Here, I discuss the most widespread piece of knowledge on Matlab : its inherent slowness with for loop. I am sure many of you will be surprised to know that it is no longer the case (at least to the extent people used to refer it to). I demonstrate this statement, explain why, and discuss some of the consequences of this fact.

It is friday night, you are invited to a cocktail party with some of your colleagues. At some point during the evening, a discussion is randomly started about programming languages. You mention that you use Matlab for your data analysis and one of your colleague looks down on you with disdain :

**Him :**“Really? What a terrible language! It’s so terrible at for loops. How can you stand it?”**You :**“I am used to vectorize my code now. It’s not so bad when you get at it.**Someone picking up the conversation :**“Actually, now, Matlab is not so bad at for loops anymore.**You and Him :**“What are you talking about?”**Someone :**“Yes, it’s because of the JIT.
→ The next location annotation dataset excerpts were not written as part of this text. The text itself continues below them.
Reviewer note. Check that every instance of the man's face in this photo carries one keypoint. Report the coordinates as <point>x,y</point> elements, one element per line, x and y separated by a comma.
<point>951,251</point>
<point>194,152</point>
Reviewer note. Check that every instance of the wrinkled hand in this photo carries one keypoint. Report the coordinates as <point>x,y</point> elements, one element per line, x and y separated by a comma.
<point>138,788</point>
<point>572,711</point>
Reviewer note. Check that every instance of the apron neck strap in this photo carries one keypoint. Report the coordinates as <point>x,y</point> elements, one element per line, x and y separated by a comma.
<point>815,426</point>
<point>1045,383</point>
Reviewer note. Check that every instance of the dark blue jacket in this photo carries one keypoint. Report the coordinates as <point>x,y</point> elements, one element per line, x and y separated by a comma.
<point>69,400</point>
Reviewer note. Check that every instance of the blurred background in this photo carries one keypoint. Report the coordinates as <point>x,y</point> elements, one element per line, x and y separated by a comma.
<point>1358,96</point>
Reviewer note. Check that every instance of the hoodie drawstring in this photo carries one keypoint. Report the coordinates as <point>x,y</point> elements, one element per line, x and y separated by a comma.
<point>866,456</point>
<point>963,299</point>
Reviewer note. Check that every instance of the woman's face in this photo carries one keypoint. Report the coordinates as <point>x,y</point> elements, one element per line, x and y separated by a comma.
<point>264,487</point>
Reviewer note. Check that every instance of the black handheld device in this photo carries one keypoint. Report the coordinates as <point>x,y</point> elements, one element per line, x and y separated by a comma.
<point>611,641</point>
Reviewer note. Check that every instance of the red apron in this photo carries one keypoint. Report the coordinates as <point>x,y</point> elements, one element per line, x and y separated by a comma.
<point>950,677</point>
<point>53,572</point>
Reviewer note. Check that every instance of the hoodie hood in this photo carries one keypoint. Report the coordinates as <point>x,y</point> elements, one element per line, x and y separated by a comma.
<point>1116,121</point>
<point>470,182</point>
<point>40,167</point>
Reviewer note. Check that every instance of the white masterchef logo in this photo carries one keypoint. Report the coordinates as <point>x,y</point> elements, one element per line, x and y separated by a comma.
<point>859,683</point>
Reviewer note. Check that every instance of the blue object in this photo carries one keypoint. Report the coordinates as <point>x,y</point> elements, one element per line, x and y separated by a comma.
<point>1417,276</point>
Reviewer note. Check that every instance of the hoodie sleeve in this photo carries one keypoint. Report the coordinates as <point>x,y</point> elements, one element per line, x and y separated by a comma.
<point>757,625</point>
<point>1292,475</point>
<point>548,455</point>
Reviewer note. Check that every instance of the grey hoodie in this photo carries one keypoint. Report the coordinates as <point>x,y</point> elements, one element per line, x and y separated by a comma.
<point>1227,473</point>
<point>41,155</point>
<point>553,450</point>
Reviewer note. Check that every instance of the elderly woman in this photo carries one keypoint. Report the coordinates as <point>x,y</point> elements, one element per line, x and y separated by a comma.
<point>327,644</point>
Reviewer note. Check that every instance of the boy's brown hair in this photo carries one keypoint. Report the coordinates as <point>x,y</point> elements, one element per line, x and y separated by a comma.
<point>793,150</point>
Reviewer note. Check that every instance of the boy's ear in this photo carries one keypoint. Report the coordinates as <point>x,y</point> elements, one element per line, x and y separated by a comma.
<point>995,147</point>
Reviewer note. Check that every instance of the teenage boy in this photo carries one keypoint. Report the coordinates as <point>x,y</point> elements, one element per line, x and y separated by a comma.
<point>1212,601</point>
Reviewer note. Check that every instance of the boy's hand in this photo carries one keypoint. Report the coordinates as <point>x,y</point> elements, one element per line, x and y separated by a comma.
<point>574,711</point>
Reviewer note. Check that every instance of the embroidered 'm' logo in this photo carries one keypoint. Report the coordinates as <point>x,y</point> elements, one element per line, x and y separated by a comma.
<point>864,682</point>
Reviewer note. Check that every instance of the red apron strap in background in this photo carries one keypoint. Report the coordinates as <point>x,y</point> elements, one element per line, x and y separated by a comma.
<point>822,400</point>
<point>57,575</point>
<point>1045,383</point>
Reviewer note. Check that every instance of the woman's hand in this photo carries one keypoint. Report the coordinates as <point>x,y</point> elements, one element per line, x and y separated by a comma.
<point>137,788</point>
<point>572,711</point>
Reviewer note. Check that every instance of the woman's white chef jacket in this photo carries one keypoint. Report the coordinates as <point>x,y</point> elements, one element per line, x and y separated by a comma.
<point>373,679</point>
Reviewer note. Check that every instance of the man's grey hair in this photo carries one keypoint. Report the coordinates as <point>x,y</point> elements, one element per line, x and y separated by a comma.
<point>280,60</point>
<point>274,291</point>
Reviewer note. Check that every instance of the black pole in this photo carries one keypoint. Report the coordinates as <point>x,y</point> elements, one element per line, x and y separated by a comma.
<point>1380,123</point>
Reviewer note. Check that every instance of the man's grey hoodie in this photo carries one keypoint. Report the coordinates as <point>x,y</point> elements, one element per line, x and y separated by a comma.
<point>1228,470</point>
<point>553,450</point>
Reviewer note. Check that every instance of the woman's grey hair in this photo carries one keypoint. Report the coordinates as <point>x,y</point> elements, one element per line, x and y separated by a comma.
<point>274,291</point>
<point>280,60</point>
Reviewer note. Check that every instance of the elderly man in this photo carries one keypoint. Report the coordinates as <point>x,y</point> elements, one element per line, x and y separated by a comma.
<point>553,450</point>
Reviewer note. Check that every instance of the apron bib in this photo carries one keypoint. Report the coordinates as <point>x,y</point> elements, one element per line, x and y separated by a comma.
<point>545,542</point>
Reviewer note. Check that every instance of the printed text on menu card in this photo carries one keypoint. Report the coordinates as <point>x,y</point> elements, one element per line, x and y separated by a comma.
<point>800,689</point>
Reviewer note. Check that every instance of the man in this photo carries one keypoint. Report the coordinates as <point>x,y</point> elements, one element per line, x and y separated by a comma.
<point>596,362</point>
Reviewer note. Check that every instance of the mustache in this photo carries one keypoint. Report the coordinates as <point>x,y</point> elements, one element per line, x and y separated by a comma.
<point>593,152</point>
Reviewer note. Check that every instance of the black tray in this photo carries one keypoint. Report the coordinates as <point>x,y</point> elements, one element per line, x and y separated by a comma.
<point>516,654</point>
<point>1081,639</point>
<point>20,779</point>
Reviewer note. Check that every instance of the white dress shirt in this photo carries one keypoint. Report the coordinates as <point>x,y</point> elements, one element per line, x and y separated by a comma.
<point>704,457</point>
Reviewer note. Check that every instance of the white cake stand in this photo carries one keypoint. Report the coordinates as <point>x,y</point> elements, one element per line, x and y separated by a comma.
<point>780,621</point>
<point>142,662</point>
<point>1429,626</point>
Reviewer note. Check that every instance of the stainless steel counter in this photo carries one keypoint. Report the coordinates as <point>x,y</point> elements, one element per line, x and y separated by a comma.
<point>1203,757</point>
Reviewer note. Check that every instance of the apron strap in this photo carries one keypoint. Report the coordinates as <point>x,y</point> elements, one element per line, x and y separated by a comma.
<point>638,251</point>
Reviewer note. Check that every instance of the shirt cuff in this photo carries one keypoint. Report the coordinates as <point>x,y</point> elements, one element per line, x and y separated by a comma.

Who is right? As usually in these cocktails, everyone.

As an interpreted language, Matlab is supposedly slow at for loops as it has to read each line of code including all the lines generated by the for loop. But this was true many years ago. Matlab is not a pure interpreted language anymore and incorporate some JIT (for Just In Time) compilation routines. Before we go into the details of what this is, let me demonstrate.

I need a very strong case for this as the slowness of Matlab at for loops is really a strong and established knowledge that is still being taught in universities. I am going to take the best exemple of all : Matlab documentation itself.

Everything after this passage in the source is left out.